Re: [SRI] Escaping mixed-content blocking for video distribution from Mark Watson on 2014-11-05 (public-webappsec@w3.org from November 2014)

From: Mark Watson <watsonm@netflix.com>
Date: Tue, 4 Nov 2014 18:18:00 -0800
To: Adam Langley <agl@google.com>
Cc: Mike West <mkwst@google.com>, Frederik Braun <fbraun@mozilla.com>, "public-webappsec@w3.org" <public-webappsec@w3.org>
Message-ID: <CAEnTvdDX_zoUX8QXU5-JOq98RwzzWieG1-wCwWvQ+saEDu1R3w@mail.gmail.com>

On Tue, Nov 4, 2014 at 5:58 PM, Adam Langley <agl@google.com> wrote:

> On Tue, Nov 4, 2014 at 5:46 PM, Mark Watson <watsonm@netflix.com> wrote:
> > I assumed the script was going to provide the hashes, since the content
> > would be coming over HTTP.
>
> That's a simple solution, but it wasn't what I had in mind at the time.
>
> Consider an HD movie that's 10GiB in size. Chunks of data cannot be
> processed before they have been verified and we don't want to add too
> much verification latency. So let's posit that 16KiB chunks are used.
>

Let's say the movie is 2 hours long. Typically, adaptive streaming
downloads data in small chunks, say 2s in duration. It would be reasonable
to hash each such chunk, so there would be 3600 hashes = 112KB (I don't see
any reason to base64 them, they can be pulled from wherever they come with
XHR).

A 2s chunk of video, in this example, is 2.8MB, so this overhead is small
(obviously it's bigger for lower bitrates).

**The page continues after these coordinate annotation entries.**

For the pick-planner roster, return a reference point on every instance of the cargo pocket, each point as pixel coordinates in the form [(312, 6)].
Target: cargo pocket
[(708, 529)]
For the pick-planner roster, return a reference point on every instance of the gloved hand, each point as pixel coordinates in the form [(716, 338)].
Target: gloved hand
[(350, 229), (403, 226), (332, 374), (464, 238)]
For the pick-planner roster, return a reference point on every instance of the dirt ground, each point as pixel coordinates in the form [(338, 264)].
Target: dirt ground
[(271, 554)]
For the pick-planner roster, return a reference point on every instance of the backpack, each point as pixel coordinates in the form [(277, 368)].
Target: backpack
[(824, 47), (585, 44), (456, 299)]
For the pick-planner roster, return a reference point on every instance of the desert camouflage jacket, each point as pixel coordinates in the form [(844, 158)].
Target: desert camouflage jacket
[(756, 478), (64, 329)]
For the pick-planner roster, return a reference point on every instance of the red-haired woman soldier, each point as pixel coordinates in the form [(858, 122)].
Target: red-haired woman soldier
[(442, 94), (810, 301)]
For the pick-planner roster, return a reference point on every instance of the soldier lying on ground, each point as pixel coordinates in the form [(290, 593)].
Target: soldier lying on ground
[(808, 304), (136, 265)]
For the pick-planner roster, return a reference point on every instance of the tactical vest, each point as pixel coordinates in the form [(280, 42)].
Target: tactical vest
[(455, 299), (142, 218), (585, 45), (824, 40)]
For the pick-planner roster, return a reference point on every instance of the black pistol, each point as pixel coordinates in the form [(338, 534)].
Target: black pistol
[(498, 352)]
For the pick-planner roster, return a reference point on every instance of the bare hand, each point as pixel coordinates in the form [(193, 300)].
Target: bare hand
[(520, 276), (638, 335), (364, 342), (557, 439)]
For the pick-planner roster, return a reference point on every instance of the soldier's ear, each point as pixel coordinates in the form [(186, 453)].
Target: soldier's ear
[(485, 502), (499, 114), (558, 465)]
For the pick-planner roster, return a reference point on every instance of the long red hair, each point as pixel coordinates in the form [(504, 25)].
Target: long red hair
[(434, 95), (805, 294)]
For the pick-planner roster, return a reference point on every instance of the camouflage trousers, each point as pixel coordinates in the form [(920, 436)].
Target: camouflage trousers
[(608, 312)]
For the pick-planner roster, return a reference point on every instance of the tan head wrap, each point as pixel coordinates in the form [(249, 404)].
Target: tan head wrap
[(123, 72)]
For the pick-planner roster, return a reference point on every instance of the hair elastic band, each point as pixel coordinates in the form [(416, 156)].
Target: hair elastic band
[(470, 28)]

It's true that having to wait for a complete chunk to download before
playback will affect the quality of experience. There will be corner cases
where playback could have continued if a chunk could be played before
verification, but it will stall waiting for the completion of the chunk.

>
> If all the hashes for those chunks were sent upfront in the HTML then
> there are 10 * 2^^30 / 2^^14 chunks * 32 bytes per hash * 4/3 base64
> expansion = ~27MB of hashes to send the client before anything else.
>
> With the Merkle tree construction, the hash data can be interleaved in
> the 10GiB stream such that they are only downloaded as needed. The
> downside is that you either need a server capable of doing the
> interleaving dynamically, or you need two copies of the data on disk:
> one with interleaved hashes and one without. (Unless the data format
> is sufficiently forgiving that you can get away with serving the
> interleaved version to clients that aren't doing SRI processing.)
>

Ok, so I guess this could solve the above problem, by having the site
provide a hash for each 2s chunk, say, where this hash is actually the hash
of the concatenation of the hashes for smaller pieces of that chunk and
these hashes are embedded in the file *before* the chunk they pertain to.
That way data could be fed to the video decoder closer to when it arrives.

At least in the fragmented mp4 file case there are plenty of ways to embed
stuff that will be ignored by existing clients that don't understand it.

At present we are using the Media Source Extensions, with the data being
retrieved into an ArrayBuffer with XHR and this ArrayBuffer being fed into
the Media Source. The XHR does not know the data is for media playback, so
it couldn't do the above.

However, we are discussing how to integrate with Streams, so that a Stream
obtained from the XHR would be connected directly to the Media Source. I
guess in this case there could be some media-specific integrity checking on
the Media Source side that allows this otherwise "untrusted" XHR data to be
used. In this case the data would never be exposed to JS.

...Mark

>
>
> Cheers
>
> AGL
>

Received on Wednesday, 5 November 2014 02:18:29 UTC